Tomar el poder en ese contexto para los 200 trabajadores no debe haber sido muy difícil. Allí había un gerente noruego y una autoridad británica –una suerte de juez de paz– quienes dejaron testimonio de haberse asustado mucho cuando los trabajadores se pusieron violentos al no recibir respuestas. El poder lo tuvieron por unos diez días, hasta que llegó por casualidad un crucero de guerra británico…” 

El 17 de enero de 1920, “el crucero británico HMS Dartmounth comandado por el capitán H.W.W. Hope arribó a Grytviken y envió un grupo de marinos armados bajo el mando del teniente Moon que reprimió y desarmó a los trabajadores. Los líderes de esta pequeña revolución comunista fueron expulsados el día 21 en dos arponeros a territorio continental argentino. Los trabajadores de las Georgias del Sur quizás con la experiencia de la “Semana Trágica” de enero de 1919, fueron de esta forma la vanguardia desconocida que se adelantó a los eventos de la Patagonia Rebelde” 

Fontana constató que luego de haber sofocado la rebelión “los líderes fueron expulsados a Buenos Aires. No existe información clara sobre quienes fueron” ; como tampoco sobre la represión y las consecuencias que pudieron sufrir al llegar al país.

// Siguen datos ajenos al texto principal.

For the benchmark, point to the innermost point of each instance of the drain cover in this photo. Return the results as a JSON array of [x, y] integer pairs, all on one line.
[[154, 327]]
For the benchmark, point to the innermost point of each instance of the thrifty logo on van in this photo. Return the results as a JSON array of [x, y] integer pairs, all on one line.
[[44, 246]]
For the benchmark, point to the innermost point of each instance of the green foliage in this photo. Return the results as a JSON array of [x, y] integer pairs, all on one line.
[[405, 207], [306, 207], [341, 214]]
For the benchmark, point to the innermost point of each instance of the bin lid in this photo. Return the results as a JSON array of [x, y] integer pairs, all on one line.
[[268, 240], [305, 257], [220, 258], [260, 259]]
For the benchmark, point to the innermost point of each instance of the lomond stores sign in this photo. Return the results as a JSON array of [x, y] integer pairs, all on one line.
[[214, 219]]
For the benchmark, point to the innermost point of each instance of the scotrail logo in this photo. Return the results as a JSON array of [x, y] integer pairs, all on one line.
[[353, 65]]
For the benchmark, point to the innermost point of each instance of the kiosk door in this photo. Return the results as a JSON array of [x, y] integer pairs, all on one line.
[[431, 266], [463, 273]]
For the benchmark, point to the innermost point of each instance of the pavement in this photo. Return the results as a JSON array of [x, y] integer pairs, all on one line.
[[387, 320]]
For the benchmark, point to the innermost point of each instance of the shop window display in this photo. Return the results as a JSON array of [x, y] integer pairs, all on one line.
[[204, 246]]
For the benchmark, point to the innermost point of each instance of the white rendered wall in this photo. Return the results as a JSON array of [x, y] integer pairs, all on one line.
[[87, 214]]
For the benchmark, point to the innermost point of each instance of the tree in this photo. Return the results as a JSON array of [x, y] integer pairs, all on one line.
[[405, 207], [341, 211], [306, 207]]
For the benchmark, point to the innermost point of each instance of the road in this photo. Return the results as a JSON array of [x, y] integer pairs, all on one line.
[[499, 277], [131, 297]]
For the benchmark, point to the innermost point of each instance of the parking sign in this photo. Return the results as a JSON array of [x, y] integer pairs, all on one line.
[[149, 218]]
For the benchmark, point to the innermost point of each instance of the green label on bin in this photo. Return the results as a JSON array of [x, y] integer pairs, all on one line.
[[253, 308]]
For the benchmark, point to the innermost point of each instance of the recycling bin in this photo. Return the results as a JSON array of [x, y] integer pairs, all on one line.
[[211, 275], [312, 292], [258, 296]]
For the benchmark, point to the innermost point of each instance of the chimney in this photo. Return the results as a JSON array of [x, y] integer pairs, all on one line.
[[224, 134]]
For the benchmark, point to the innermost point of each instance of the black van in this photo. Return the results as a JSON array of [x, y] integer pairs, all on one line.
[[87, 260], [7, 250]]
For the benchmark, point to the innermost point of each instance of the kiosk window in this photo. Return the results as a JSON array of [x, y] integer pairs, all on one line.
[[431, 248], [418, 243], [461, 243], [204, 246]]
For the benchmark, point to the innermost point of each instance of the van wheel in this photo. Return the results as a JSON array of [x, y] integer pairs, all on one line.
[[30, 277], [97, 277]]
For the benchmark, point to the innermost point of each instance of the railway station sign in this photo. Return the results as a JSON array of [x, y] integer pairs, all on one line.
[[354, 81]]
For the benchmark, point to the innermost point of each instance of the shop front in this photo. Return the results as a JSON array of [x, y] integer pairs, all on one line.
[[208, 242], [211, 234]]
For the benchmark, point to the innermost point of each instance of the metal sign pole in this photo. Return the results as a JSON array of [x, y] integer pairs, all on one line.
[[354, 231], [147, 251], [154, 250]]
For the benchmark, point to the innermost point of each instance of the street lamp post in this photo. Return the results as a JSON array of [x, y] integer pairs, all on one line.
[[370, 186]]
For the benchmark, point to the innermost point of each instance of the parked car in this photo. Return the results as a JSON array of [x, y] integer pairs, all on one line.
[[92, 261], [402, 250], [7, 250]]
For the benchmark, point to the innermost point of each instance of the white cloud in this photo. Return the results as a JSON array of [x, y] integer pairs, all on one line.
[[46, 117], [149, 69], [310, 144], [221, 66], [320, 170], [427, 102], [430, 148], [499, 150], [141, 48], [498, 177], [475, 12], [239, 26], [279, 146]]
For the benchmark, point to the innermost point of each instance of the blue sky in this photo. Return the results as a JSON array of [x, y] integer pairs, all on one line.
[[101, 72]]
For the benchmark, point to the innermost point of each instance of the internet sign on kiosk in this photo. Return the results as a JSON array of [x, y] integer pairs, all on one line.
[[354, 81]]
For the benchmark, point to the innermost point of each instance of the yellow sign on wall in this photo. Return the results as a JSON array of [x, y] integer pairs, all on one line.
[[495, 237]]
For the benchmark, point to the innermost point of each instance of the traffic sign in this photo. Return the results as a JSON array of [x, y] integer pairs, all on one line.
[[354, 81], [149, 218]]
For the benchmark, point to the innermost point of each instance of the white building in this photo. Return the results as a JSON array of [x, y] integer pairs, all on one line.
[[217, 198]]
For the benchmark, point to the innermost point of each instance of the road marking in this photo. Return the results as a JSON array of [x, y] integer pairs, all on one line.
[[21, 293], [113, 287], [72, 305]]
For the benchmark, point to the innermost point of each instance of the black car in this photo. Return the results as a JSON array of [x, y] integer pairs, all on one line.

El joven historiador procura avanzar sobre esos detalles ocultos: “Contacté a historiadores noruegos de la industria ballenera que me van a facilitar los nombres de aquellos huelguistas, a ver si alguno tuvo participación en las luchas obreras del continente y si existe relación entre los tres episodios (La Patagonia Rebelde, la Semana Trágica y la sublevación en Georgias)” .

Más allá de lograr estas precisiones, la revelación permite mensurar la magnitud de la rebeldía obrera existente, que llegó a manifestarse hasta en las puertas de la Antártida.

Agradecemos a Pablo Fontana por la riqueza de los datos que volcara en la entrevista que realizáramos y también suministrarnos material fotográfico, producto de su investigación y publicación editorial.